Safety precautions need not be costly or bureaucratic. Below, dermatologists in private and academic practice offer their common-sense approaches to avoiding NSIs:

“We use a needle uncapper/recapper and syringe holder during procedures,” said Lauren Eckert Ploch, MD, MEd, FAAD, from Augusta, Georgia. “This prevents having loose sharps on the tray and it also eliminates the risk of needlesticks while capping and uncapping needles. We also keep sharps containers close to the patient tables in the examination rooms. This minimizes reaching over or across other things to throw sharps away and facilitates easy disposal of sharps during and immediately after a procedure.”

Dr Stratman advised, “Use verbal instructions when working as a leader of a cutaneous procedure involving sharps rather than assuming all can predict your thoughts and movements.”

“Getting enough sleep certainly can assist in preventing fatigue and easy distractibility. Have the patient positioned and everything prepped before starting,” added Adam Friedman, MD, associate professor and dermatology residency program director at George Washington University in Washington, DC.

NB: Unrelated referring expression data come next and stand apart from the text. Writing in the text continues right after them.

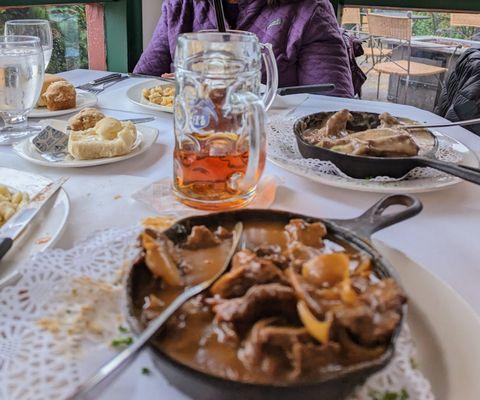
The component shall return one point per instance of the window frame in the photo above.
(123, 21)
(123, 24)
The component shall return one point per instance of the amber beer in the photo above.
(219, 117)
(211, 168)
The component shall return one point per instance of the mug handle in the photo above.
(256, 116)
(272, 74)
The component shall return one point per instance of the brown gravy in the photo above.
(193, 338)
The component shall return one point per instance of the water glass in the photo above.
(33, 27)
(21, 79)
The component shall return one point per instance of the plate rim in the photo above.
(150, 106)
(91, 100)
(413, 270)
(62, 197)
(140, 149)
(380, 187)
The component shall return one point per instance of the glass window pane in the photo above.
(70, 32)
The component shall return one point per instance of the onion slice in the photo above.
(320, 330)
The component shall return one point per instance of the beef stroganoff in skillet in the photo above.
(296, 304)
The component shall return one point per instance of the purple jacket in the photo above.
(305, 36)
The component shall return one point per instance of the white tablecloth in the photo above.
(444, 237)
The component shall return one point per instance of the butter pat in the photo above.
(108, 138)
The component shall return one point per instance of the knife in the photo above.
(17, 224)
(169, 80)
(324, 87)
(103, 79)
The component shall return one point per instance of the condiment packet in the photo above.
(51, 143)
(159, 197)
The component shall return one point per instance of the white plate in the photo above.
(283, 153)
(84, 100)
(135, 95)
(46, 229)
(444, 327)
(146, 137)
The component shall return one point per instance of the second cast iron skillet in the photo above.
(362, 167)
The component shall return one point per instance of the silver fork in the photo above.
(111, 369)
(101, 87)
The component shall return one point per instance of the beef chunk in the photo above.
(375, 315)
(200, 238)
(223, 233)
(298, 254)
(273, 253)
(260, 301)
(319, 301)
(301, 231)
(277, 349)
(256, 271)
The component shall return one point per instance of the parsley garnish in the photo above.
(120, 342)
(122, 329)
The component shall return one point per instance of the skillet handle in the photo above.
(468, 173)
(374, 218)
(5, 244)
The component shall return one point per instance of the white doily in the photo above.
(66, 309)
(283, 150)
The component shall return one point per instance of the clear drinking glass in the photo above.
(33, 27)
(21, 78)
(220, 141)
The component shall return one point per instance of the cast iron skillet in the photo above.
(202, 386)
(362, 167)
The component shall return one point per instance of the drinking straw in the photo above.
(220, 15)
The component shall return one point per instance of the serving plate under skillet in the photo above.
(361, 167)
(335, 386)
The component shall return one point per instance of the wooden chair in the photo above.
(399, 28)
(352, 16)
(459, 20)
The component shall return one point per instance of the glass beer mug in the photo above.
(220, 140)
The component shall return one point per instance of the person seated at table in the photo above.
(304, 34)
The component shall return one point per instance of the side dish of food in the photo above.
(92, 135)
(162, 95)
(386, 140)
(10, 202)
(296, 304)
(57, 94)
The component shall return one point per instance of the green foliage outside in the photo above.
(69, 28)
(438, 24)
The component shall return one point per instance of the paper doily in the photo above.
(45, 345)
(283, 151)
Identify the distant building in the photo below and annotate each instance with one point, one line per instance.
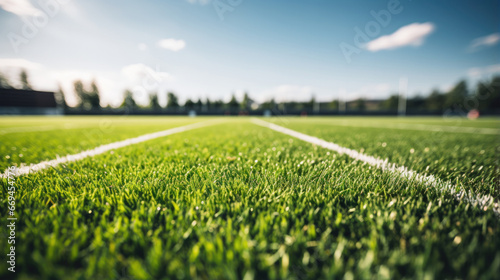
(28, 102)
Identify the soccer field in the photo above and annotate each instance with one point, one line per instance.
(252, 198)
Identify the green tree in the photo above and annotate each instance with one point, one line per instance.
(208, 103)
(246, 102)
(189, 104)
(435, 101)
(80, 94)
(172, 101)
(456, 96)
(128, 100)
(4, 82)
(233, 103)
(199, 104)
(488, 94)
(60, 97)
(25, 84)
(269, 105)
(359, 104)
(93, 96)
(333, 105)
(391, 103)
(153, 101)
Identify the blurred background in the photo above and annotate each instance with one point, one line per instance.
(241, 57)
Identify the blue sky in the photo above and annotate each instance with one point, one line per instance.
(289, 50)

Even before an accidental needlestick occurs, dermatologists should develop an algorithm for pre- and post-exposure procedures1:

  • Establish a contact person to direct the healthcare worker in case of exposure. In the absence of an individual or department nearby, call the Centers for Disease Control and Prevention.
  • Identify a source for the worker to receive post-exposure prophylaxis medications.
  • Check with the laboratory when serologic testing is available.
  • Provide HBV vaccines to all colleagues and document the series of 3 injections.

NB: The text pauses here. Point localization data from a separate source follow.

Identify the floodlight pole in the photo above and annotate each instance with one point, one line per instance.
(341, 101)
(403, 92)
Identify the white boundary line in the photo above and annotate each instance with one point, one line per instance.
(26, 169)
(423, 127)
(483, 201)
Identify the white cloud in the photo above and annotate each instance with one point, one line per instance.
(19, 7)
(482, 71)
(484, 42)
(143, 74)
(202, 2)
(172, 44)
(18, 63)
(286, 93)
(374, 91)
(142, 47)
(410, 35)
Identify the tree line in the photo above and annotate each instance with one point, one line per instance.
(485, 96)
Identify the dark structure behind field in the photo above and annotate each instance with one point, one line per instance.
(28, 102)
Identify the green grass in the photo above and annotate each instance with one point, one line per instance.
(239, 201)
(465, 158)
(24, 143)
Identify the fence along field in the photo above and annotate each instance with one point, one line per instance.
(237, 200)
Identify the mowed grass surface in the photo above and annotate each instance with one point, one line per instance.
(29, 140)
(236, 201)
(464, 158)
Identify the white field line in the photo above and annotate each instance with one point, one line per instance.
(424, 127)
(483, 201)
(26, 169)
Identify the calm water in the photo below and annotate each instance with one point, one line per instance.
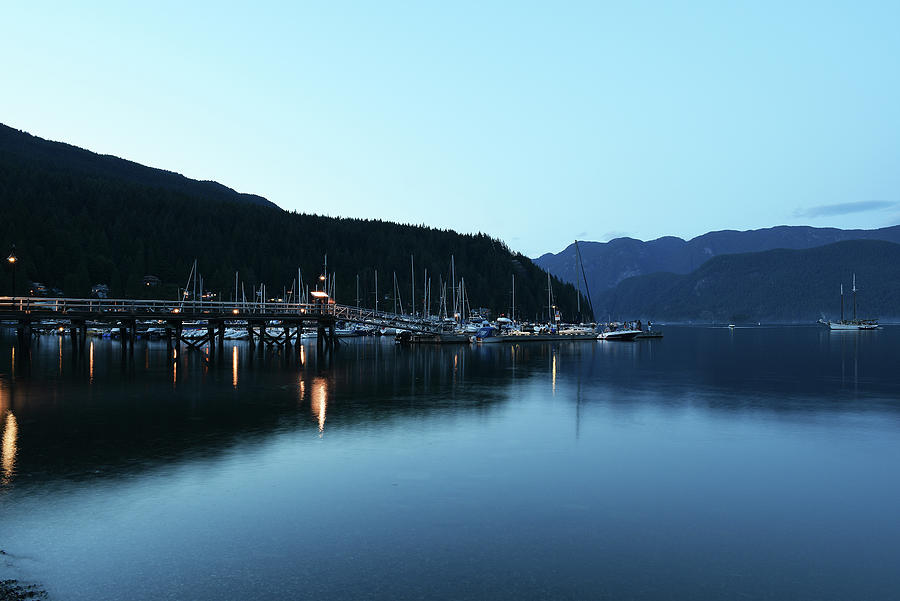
(760, 463)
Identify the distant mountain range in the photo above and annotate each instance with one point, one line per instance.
(58, 156)
(673, 279)
(608, 263)
(776, 285)
(78, 219)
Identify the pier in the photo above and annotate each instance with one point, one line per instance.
(268, 323)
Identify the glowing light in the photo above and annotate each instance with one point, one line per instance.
(554, 374)
(319, 401)
(9, 448)
(234, 366)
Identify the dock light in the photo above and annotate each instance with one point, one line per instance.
(12, 259)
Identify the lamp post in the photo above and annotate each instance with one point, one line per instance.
(12, 259)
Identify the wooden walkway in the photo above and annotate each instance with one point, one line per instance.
(207, 320)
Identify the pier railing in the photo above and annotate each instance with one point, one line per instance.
(104, 309)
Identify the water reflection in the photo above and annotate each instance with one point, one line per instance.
(366, 382)
(554, 373)
(234, 366)
(319, 401)
(8, 452)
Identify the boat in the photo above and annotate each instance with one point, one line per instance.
(854, 324)
(407, 337)
(620, 335)
(491, 335)
(649, 334)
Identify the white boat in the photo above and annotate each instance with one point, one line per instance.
(852, 324)
(621, 335)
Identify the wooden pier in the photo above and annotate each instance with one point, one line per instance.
(268, 323)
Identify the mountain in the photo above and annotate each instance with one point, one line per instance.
(608, 263)
(776, 285)
(60, 157)
(78, 219)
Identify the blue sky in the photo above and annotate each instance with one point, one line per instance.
(534, 122)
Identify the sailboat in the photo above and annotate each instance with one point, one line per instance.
(852, 324)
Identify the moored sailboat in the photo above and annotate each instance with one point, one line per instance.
(855, 323)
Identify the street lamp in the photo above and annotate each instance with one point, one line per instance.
(13, 259)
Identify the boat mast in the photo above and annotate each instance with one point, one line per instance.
(549, 301)
(842, 302)
(453, 284)
(512, 315)
(587, 289)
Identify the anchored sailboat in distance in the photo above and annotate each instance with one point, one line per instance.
(852, 324)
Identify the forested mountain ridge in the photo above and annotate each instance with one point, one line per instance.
(608, 263)
(75, 227)
(59, 156)
(775, 286)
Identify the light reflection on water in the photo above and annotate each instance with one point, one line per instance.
(703, 465)
(10, 436)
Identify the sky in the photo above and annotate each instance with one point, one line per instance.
(537, 123)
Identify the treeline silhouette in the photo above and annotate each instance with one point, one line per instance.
(777, 285)
(75, 226)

Should an exposure occur, the dermatologist should:

  • Wash the contaminated site with soap and water.
  • Assess the severity of exposure.
  • Ascertain the injured colleague’s HBV vaccination status.

References

  1. Brewer JD, Elston DM, Vidimos AT, Rizza SA, Miller SJ. Managing sharps injuries and other occupational exposures to HIV, HBV, and HCV in the dermatology office. J Am Acad Dermatol. 2017;77(5):946-951.e6.
  2. Rizk C, Monroe H, Orengo I, Rosen T. Needlestick and sharps injuries in dermatologic surgery: a review of preventative techniques and post-exposure protocols. J Clin Aesthet Dermatol. 2016;9(10):41-49.
  3. Jimenez A, Shaz BH, Bloch EM. Zika virus and the blood supply: what do we know? Transfus Med Rev. 2017;31(1):1-10.
  4. Donnelly AF, Chang YH, Nemeth-Ochoa SA. Sharps injuries and reporting practices of US dermatologists. Dermatol Surg. 2013;39(12):1813-1821.
  5. Swary JH, Stratman EJ. Practice gaps in patient safety among dermatology residents and their teachers: a survey study of dermatology residents. JAMA Dermatol. 2014;150(7):738-742.
  6. Olson CK, Iwamoto M, Perkins KM, et al. Preventing transmission of Zika virus in labor and delivery settings through implementation of standard precautions — United States, 2016. MMWR Morb Mortal Wkly Rep. 2016;65:290-292.